Sobre a LEI 8547, de 2019, que obriga as delegacias especializadas a informar, imediatamente, à FIA e ao Programa de Localização de Identificação de Desaparecidos (PLID ), do Ministério Púbico do Estado do Rio de Janeiro, detalhes sobre ocorrências de desaparecimentos de crianças, adolescentes e de jovens até vinte e um anos de idade – estes com deficiência, Luiz Henrique Oliveira, pontua: “É sempre um processo de conscientização. As delegacias têm mandado os dados de desaparecidos para nós. E acredito que, muito em breve, esses dados vão ser divulgados em tempo real.
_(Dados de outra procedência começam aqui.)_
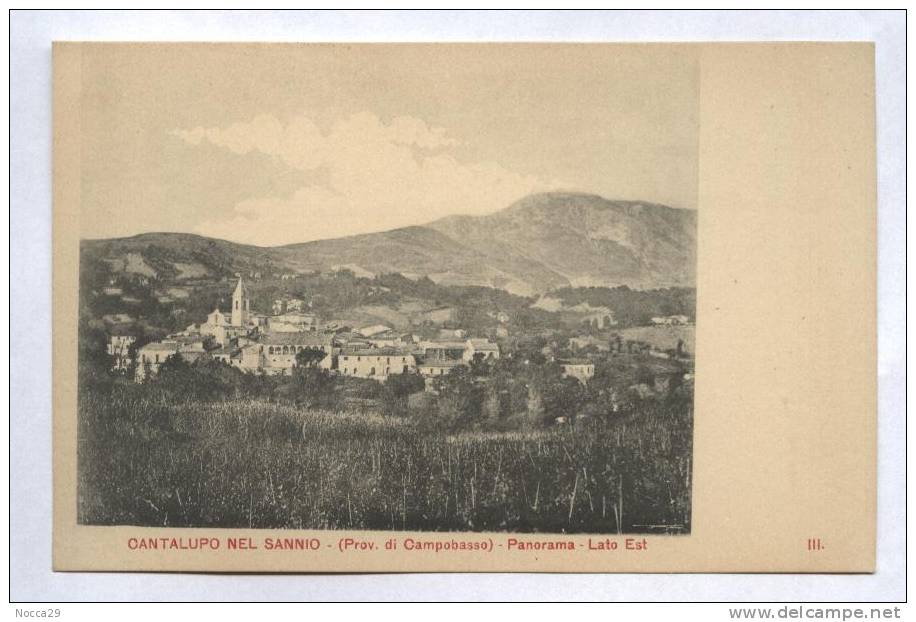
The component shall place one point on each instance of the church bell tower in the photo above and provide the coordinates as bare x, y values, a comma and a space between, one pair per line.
240, 305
Precisamos, também, ter a ideia de que é um trabalho maior, além da questão só de nos passar a informação”.

Helena Elza de Figueiredo, mãe de Eloísa, que tinha 9 anos de idade quando foi levada, em 2006, de dentro de casa, no Morro do Tuiuti, em São Cristóvão, e depois encontrada morta, com sinais de violência, em Seropédica, falou à CPI. Ela lembrou das dificuldades para registrar a ocorrência. “Quando cheguei à delegacia, me mandaram voltar em 48 horas. Ainda ouvi o policial falar que minha filha, de nove anos, deveria estar por aí namorando”, contou Helena que valorizou os trabalhos da Comissão.

Durante a audiência, Renata Souza fez uma reflexão sobre a desigualdade no tratamento dado pelo Estado aos casos conforme a classe social das vítimas:

“Quando a criança é de classe média, logo se faz a busca e se reconhece quando há crime de sequestro. O desaparecimento é um termo que esconde e atenua a tragédia do sequestro e por vezes a morte de dezenas de meninas e meninos da favela e da periferia, crianças e adolescentes negras e pobres”.
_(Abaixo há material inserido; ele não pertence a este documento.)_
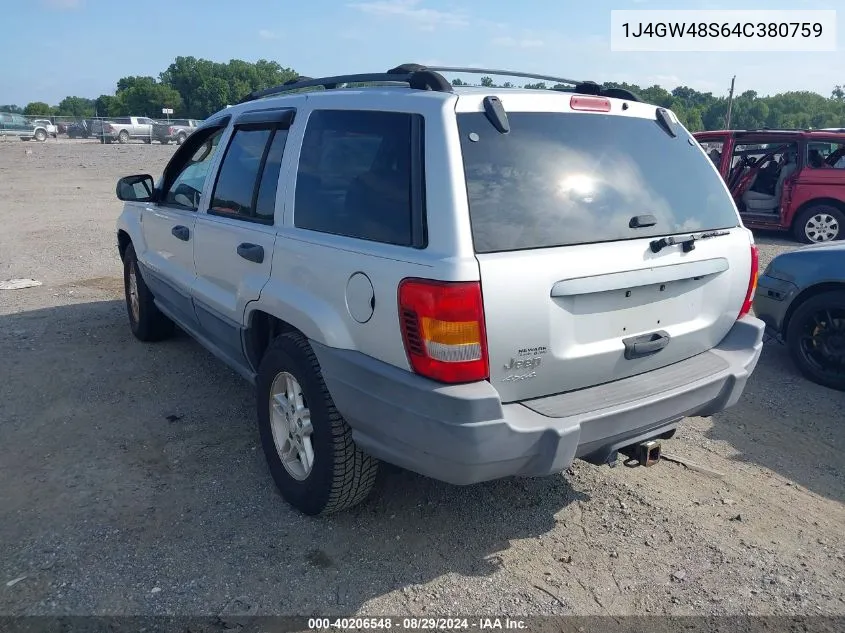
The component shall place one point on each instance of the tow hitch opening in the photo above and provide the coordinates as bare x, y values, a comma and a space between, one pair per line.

Como a Delegacia de Homicídios da Baixada marcou depoimentos das mães de três meninos desaparecidos de Belford Roxo exatamente para o mesmo horário da realização semanal das audiências da CPI e não aceitou o pedido de mudança de data, o depoimento delas será tomado em nova audiência, após o recesso parlamentar.

Sobre este caso, que ganhou repercussão nacional, e ainda segue sem respostas, envolvendo o desaparecimentos dos meninos Lucas Matheus, de 9 anos, Alexandre Silva, de 11 anos e Fernando Henrique, de 12, declarou Silvia Regina da Silva, avó de Lucas e Alexandre: “A gente quer uma resposta certa. Precisamos saber o que foi feito com os meus netos. Eu preciso deles comigo. É por isso que estamos correndo atrás e não vamos descansar, pode levar o tempo que for”. O desaparecimento já completou 6 meses.

“A Polinter tem uma investigação ampla em relação ao tráfico de entorpecente naquela localidade. Nós sabemos que ali é um local sensível, haja vista a existência de um tribunal do tráfico. Isso não pode ser permitido. Nós tivemos a tortura e a expulsão de um morador e de sua família da localidade. Isso nos traz a interpretação de que o tráfico de entorpecentes, promovendo essa ação, ele tentou se eximir da responsabilidade sobre o desaparecimento dos meninos”, explicou Roberto Cardoso, diretor-geral do Departamento Geral de Homicídios e Proteção à Pessoa (DGHPP).

Quanto aos desaparecimentos de crianças, a orientação das forças de segurança pública é para que os responsáveis procurem, o mais rápido possível, uma delegacia, pois cada segundo é fundamental nas buscas.